Sunday, March 24

Jatuh Cinta Pada 2 Orang Sekaligus, Benar Engga Sich

Triwarta.com – Dari berbagai film drama yang pernah Anda tonton, maka cinta segitiga mungkin bukanlah suatu hal baru. Di berbagai film tersebut, Anda dapat melihat bahwa satu orang tokoh ternyata mencintai dua orang wanita atau dua orang pria yang sama. Akan tetapi, dalam kehidupan nyata, benarkah seseorang dapat mencintai dua orang sekaligus???

Menurut seorang psikolog di UCLA, jatuh cinta pada 2 orang sekaligus ternyata mungkin saja terjadi. Karena manusia merupakan makhluk yang kompleks dan rumit, maka sangat mungkin bahwa 2 kepribadian atau 2 orang yang berbeda dapat membuat Anda jatuh cinta.

Secara biologis, jatuh cinta merupakan suatu keadaan di mana kadar dopamin di dalam tubuh mendadak meningkat tajam. Dopamin merupakan suatu neurotransmitter di dalam otak yang berfungsi untuk menghubungkan antara pusat rasa senang dan penghargaan (hadiah) di dalam otak Anda.

Jadi, saat Anda jatuh cinta, maka kadar dopamin di dalam tubuh Anda dapat meningkat, bahkan dengan hanya mengingat kembali kenangan dengan si dia.

Kesimpulannya adalah menjalin sebuah hubugan monogami merupakan suatu hal yang Anda lakukan secara sadar dan berdasarkan logika. Akan tetapi, peningkatan kadar dopamin secara mendadak merupakan suatu kondisi fisik, yang berada di luar kendali Anda. Tetapi, bila Anda sering jatuh cinta pada banyak orang dalam waktu yang bersamaan, maka hal ini berarti bahwa Anda merupakan seseorang yang hanya mencintai dirinya sendiri (egois).
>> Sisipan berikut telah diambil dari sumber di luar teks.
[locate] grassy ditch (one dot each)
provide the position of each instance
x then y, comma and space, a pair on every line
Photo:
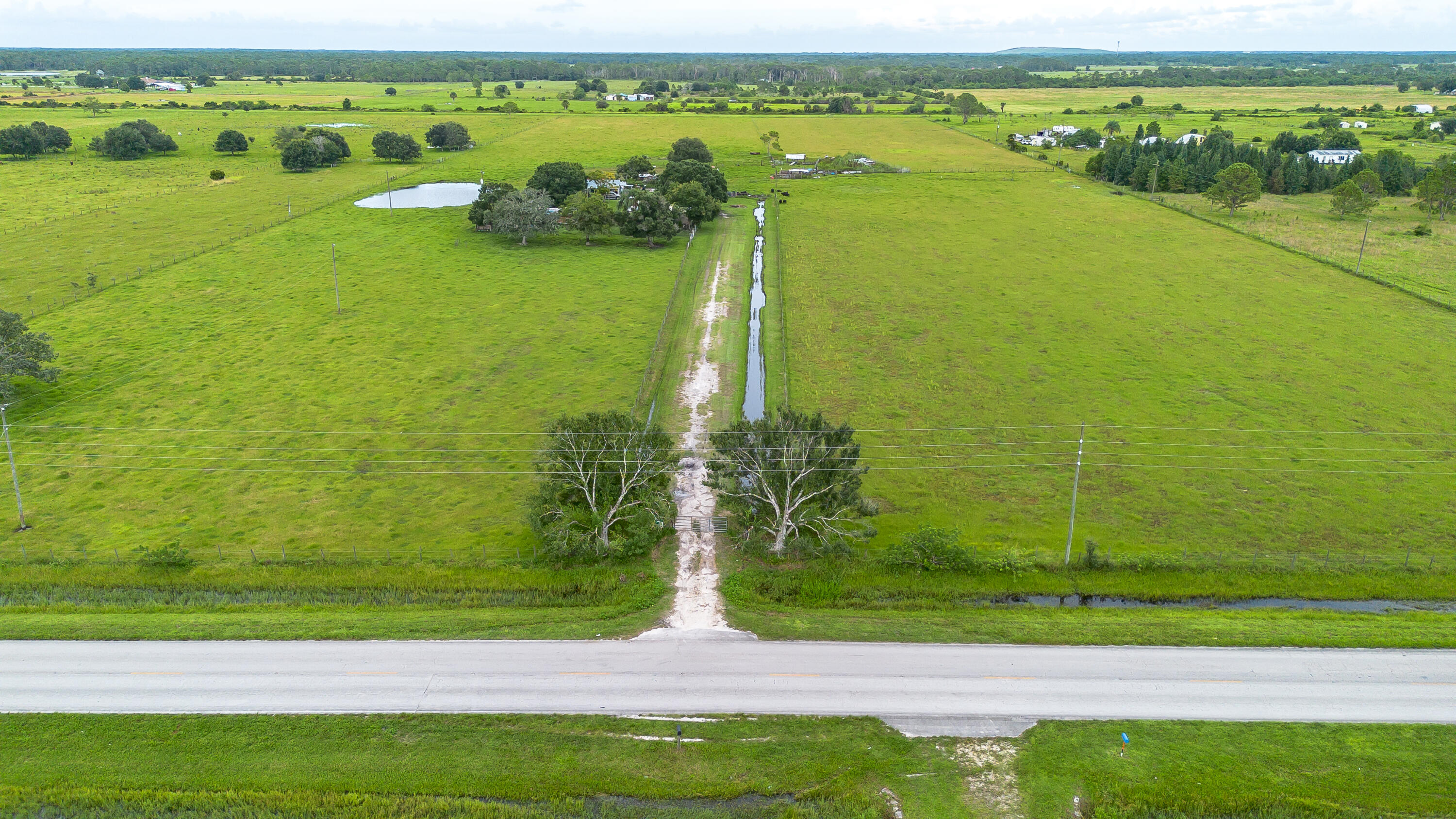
1270, 770
423, 764
316, 601
849, 601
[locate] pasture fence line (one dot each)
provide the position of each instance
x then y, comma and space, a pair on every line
175, 257
980, 557
1307, 254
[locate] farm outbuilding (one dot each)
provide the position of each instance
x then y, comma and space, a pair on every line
1333, 156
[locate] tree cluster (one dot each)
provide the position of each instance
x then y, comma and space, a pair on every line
34, 139
303, 149
231, 142
447, 136
133, 140
603, 486
388, 145
791, 485
1194, 167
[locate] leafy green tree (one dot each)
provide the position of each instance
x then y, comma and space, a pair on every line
1347, 199
123, 142
231, 142
21, 140
447, 136
645, 215
284, 134
388, 145
966, 105
1235, 187
929, 549
1371, 184
691, 148
491, 193
22, 353
1438, 190
692, 171
790, 482
300, 155
525, 213
590, 215
634, 168
694, 203
605, 487
560, 180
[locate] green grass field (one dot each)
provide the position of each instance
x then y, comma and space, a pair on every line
541, 767
972, 360
220, 402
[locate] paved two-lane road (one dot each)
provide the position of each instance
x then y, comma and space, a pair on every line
679, 677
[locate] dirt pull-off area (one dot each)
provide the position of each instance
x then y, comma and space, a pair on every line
991, 779
698, 608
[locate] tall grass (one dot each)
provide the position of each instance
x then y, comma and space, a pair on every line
148, 803
245, 586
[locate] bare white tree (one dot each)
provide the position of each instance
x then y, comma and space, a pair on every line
788, 477
599, 474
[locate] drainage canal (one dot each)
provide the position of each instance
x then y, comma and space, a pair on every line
756, 375
433, 194
1106, 602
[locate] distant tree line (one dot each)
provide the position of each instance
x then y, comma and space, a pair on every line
1283, 168
817, 73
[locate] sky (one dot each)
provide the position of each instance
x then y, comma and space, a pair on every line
746, 25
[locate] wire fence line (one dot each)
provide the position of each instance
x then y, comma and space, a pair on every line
983, 557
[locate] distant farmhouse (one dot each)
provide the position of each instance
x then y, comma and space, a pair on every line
1333, 156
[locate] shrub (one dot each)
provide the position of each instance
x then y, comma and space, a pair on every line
929, 549
171, 556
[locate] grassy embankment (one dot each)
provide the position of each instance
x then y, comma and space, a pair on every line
328, 600
565, 767
429, 766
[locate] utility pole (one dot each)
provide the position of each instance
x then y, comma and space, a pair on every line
1362, 247
1076, 479
338, 306
15, 477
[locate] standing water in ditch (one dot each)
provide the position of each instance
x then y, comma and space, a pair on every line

Jika Anda sedang berada di antara 2 pilihan, maka hal ini mungkin akan membuat Anda merasa sangat bingung dan bahkan lelah. Untuk itu, mulailah dengan membuat suatu daftar mengenai kebaikan dan keburukan kedua orang yang Anda cintai tersebut.

Saat Anda menganalisis daftar tersebut, ingatlah untuk tidak dibutakan hanya oleh perasaan cinta yang menggebu-gebu yang mungkin Anda rasakan. Perhatikanlah juga siapa yang sungguh-sungguh mencintai Anda, siapa yang rela merawat Anda saat Anda sakit, siapa yang akan tetap mau bersama Anda saat Anda tua nanti; saat gairah dan cinta tidak lagi menggebu-gebu.

Bila Anda masih merasa bingung, berpergian dan berjauhan dari kedua orang pasangan Anda tersebut mungkin dapat membantu Anda mendapatkan suatu perspektif baru.